Working at Amnesty International, Rowling discovered one thing to like about life as a secretary: she could use the computer to type up her own stories during quiet times. At age twenty-six, Rowling gave up her office job to teach English in Portugal. It was there that she began yet another story that might become a book, about a boy who is sent off to wizard school. All during the time she spent in Portugal, Rowling took notes on this story and added bits and pieces to the life of her main character, Harry Potter. In Portugal she also met the man who became her husband, and they had a daughter. They later got divorced.
Of naps and "Harry Potter"
Back in England, Rowling decided to settle in Edinburgh and prepared to raise her daughter as a single mother. Accepting a job as a French teacher, she set herself a goal: to finish her novel before her teaching job began. This was no easy task with an active toddler in hand. Rowling confined her writing to her daughter's nap time, much of it spent in coffee-houses where the understanding management allowed her space for her papers. She was able to send off her typed manuscript to two publishers before beginning her teaching post, but it was not until several months later that the happy news arrived: her book, Harry Potter and the Philosopher's Stone, would be published in England. And then a few months later, the American rights were bought for an amazing price, and Rowling said good-bye to teaching.
Harry Potter, an orphan, has led a miserable life with the Dursley family, his aunt, uncle, and cousin, who force him to live in a broom closet under the stairs. Small, skinny, and wearing glasses, Harry is an unlikely hero. The only thing physically interesting about Harry is the lightning-shaped scar on his forehead. One day Harry gets a letter telling him that he has been admitted to Hogwarts School of Witchcraft and Wizardry. Thus begins the magical story of Harry Potter. Rayma Turton in Magpies called the book "a ripping yarn," and a "school story with a twist."

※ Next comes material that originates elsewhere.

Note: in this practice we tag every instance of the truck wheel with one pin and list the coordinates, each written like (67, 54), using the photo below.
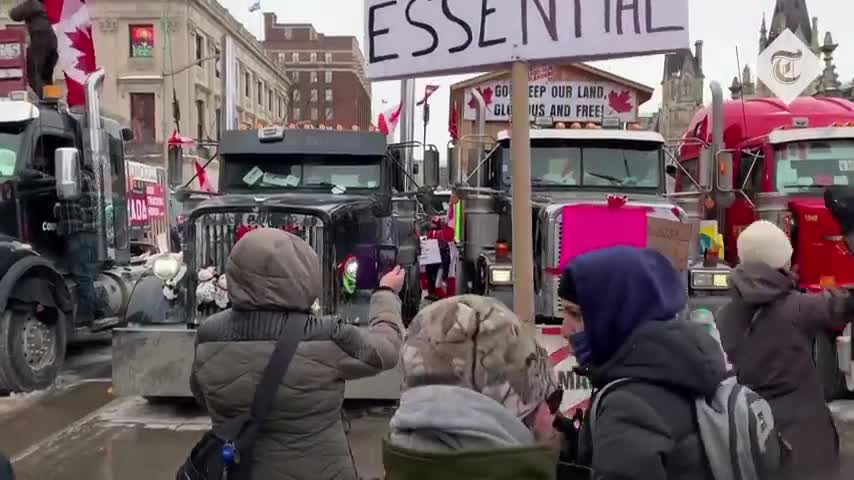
(831, 380)
(32, 349)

Sequels prove equally popular
Even as enthusiastic reviews were pouring in from America, Rowling's second installment of the "Harry Potter" saga, Harry Potter and the Chamber of Secrets, was published in England to another rave review. The third installment of the series, Harry Potter and the Prisoner of Azkaban, begins when Harry is thirteen and starting his third year at Hogwarts School for Witchcraft and Wizardry. Harry's life-threatening adventures in The Prisoner of Azkaban, the fourth Harry Potter novel, indicated a subtle but distinct shift away from the lightheartedness that characterizes the first two novels. Such a shift was "inevitable," Rowling admitted in a School Library Journal interview. "If you are writing about Good and Evil, there comes a point where you have to get serious."
In November 2001, Harry Potter gained even more fame when Harry Potter and the Sorcerer's Stone graced the big screen as a major motion picture. Rowling's magical creations cast a spell over theatergoers as the movie was both a commercial and critical success. Rowling lives in Scotland with her daughter, Jessica, and second husband, Neil Murray, whom she married in December 2000. She is currently working on the remaining novels in the "Harry Potter" series.
For More Information
Chippendale, Lisa A. Triumph of the Imagination: The Story of Writer J. K. Rowling. Philadelphia: Chelsea House, 2002.
Compson, William. J. K. Rowling. New York: Rosen Pub. Group, 2002.
Shapiro, Marc. J. K. Rowling: The Wizard Behind Harry Potter. New York: St. Martin's Griffin, 2000.
Steffens, Bradley. J. K. Rowling. San Diego: Lucent Books, 2002.